Of course, this has also led to PyTorch adding a large number of operators in recent years, once exceeding 2,000 (manual dog heads) .

At the end of 2022, the newly released upgraded PyTorch 2.0 is making great efforts to target compilation.

Due to the addition of a compilation solution for image execution models, the framework's training performance on the A100 is improved by 86%, and CPU inference performance is also improved by 26%.
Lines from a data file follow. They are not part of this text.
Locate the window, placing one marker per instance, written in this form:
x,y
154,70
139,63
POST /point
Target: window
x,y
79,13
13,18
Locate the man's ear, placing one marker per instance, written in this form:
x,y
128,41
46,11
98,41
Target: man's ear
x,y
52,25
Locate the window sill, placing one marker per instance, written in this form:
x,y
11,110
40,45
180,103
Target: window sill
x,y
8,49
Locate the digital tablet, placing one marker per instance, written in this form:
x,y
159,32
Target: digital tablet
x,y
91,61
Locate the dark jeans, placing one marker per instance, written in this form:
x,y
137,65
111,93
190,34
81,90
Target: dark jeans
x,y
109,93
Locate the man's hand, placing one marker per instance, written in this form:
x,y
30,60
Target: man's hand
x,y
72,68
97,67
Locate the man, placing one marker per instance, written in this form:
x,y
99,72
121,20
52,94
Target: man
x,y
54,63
In addition, PyTorch 2.0 relies on PrimTorch technology to reduce the original more than 2,000 operators to 250, making more non-NVIDIA backends more accessible; it also uses TorchInductor technology to automatically generate fast code for multiple accelerators and backends. .

Moreover, PyTorch 2.0 can better support data parallelism, sharding, pipeline parallelism and tensor parallelism, making distributed training smoother.

It is the above-mentioned technologies, combined with support for GPUs and accelerators from manufacturers other than NVIDIA, that the original software wall built by CUDA for NVIDIA does not seem so unattainable.

There is a replacement behind you

Nvidia's own memory improvement speed here has not kept up, and there is still PyTorch2.0 causing trouble, but it is not over yet——

Open AI has launched a “simplified version of CUDA”: Triton . (Steal directly)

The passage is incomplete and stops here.